The first convention concerned limiting the domestic production of and trade in opium in the colonies in the Far East. The second extended the number of substances covered under the Convention to include the coca leaf, raw cocaine, ecgonine and Indian hennep. Also, the states were to step up monitoring of the preparation, trade and possession of the ‘numbing’ substances involved.
Use as such was not made a punishable offence. After all, opium was still being legally cultivated and consumed in the East. An opium monopoly was seen as an effective way of combatting misuse.
In 1931 there was an international change of course and efforts were also made to forbid the legal production and consumption of opium for nonmedical purposes. New conventions were signed for this purpose: the conventions of Geneva (13 July 1931), of Bangkok (27 November 1931) and Geneva (26 June 1936) a more and more complicated network of conventions. The last convention especially for the suppression of the illicit traffic in narcotics went further towards criminalizing the use of drugs by requiring the convention partners to lay down harsher punishment, in this case with imprisonment for all offenders of the provision from the relevant conventions.
Ironically enough the Americans did not sign this one because it did not go far enough.
After World War II the United Nations took over the matter. The Economic and Social Council of this organization set up the U.N. Commission of Narcotic Drugs. This Commission, made up then of 40 member states, started preparations for a worldwide drugs policy.
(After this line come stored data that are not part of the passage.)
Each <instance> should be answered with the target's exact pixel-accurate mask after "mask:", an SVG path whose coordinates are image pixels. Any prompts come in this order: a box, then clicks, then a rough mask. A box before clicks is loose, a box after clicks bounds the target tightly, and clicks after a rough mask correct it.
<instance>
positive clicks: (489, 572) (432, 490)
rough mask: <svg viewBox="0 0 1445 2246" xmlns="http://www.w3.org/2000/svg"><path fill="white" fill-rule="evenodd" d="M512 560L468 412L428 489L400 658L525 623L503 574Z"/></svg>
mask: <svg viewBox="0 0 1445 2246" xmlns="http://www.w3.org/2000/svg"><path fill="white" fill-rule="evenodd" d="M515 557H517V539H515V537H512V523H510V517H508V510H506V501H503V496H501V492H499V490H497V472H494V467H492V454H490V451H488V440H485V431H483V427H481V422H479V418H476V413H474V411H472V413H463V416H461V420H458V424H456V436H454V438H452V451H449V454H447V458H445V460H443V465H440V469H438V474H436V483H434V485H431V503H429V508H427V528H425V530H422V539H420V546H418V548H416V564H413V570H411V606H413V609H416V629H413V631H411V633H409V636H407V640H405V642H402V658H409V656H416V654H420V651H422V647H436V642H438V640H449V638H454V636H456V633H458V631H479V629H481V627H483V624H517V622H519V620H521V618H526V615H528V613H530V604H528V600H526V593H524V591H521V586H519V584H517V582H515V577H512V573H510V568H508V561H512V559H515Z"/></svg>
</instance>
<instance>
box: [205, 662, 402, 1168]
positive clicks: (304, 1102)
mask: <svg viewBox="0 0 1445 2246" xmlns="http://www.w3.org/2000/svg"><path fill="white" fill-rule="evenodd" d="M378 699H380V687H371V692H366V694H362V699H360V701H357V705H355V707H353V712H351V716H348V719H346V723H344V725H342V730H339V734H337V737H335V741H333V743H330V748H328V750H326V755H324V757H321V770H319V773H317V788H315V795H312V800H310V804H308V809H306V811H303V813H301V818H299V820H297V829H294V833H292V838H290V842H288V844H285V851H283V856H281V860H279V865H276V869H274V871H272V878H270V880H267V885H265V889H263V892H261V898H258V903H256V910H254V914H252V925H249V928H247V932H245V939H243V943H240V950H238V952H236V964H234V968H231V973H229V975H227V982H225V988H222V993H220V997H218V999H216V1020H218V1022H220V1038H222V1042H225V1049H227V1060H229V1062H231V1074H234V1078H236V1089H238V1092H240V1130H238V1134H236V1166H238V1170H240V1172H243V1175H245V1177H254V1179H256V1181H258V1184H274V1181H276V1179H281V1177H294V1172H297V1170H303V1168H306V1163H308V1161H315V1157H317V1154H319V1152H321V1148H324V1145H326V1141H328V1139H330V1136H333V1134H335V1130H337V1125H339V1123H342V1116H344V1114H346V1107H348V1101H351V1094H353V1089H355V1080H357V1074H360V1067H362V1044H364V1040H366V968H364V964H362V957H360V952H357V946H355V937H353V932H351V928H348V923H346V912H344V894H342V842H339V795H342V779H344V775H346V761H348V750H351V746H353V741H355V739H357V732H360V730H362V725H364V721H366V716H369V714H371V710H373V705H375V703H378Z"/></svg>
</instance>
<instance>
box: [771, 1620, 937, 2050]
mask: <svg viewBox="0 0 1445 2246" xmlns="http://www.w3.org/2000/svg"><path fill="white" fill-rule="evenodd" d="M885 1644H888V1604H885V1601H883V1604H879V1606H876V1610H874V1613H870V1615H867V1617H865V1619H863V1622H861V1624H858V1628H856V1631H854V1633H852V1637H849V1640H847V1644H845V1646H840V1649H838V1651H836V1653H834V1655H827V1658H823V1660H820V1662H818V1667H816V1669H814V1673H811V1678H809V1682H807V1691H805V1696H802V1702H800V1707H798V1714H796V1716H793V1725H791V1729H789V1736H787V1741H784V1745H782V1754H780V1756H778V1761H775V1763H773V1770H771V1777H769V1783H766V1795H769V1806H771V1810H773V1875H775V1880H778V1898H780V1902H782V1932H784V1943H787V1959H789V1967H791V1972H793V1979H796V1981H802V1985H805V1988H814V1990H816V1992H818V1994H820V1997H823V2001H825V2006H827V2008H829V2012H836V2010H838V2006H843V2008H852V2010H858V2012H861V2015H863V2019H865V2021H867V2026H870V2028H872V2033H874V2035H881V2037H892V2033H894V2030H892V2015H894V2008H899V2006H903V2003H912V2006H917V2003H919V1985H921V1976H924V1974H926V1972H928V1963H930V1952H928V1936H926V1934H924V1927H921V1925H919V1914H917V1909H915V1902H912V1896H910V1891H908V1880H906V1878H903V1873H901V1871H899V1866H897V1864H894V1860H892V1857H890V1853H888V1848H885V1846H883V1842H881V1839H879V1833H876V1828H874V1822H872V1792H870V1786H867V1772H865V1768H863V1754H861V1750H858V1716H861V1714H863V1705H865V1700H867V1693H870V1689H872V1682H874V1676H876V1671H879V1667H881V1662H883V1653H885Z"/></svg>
This resulted in the Single Convention (New York, 30 March 1961) which replaced all previous conventions with one.
Under this convention all parties are required to take the necessary legal and administrative measures to restrict the trade, production and possession of narcotics to scientific and medical purposes. All activities which are not directed towards these scientific and medical purposes must be considered as punishable offenses.
The convention has four lists of substances with regard of which a different regime of supervision applies, and on recommendation of the World Health Organization (WHO) the UN can add certain new substances to these lists. However it must be shown that these substances present a serious threat for public health or are involved in illicit traffic. The first is a clear criterium, the second clearly not. As long as a substance is not forbidden, production, trade and use can, of course, not be illegal!
Depending on the degree of misuse, substances from one list can be put on another. National legislation would then have to be adapted to these changes.
It is of interest with this to note when the European ratified all these conventions drug abuse was not a social problem. Unlike all other laws, the opium laws in Europe were not introduced as a reaction to a social problem, but were more or less imposed by foreign countries, namely the United States, the ‘…barbarians of the West’ for their ‘extraordinary savage idea of stamping out all people who happen to disagree … with their social theories’ against narcotics, against alcohol and in ‘their recent treatment of Socialists’. NOTE 13
And, the world was a victim of American puritanism, for in Europe it was really only still in a few Chinese communities that nonmedical opium was used. It was no longer a problem in Asia either now that the aggressive sales tactics by the colonial rulers had ended. That is also disputed in most European countries, but in the Netherlands, in Amsterdam and in Rotterdam, it was tolerated as long as its use remained limited to the Chinese.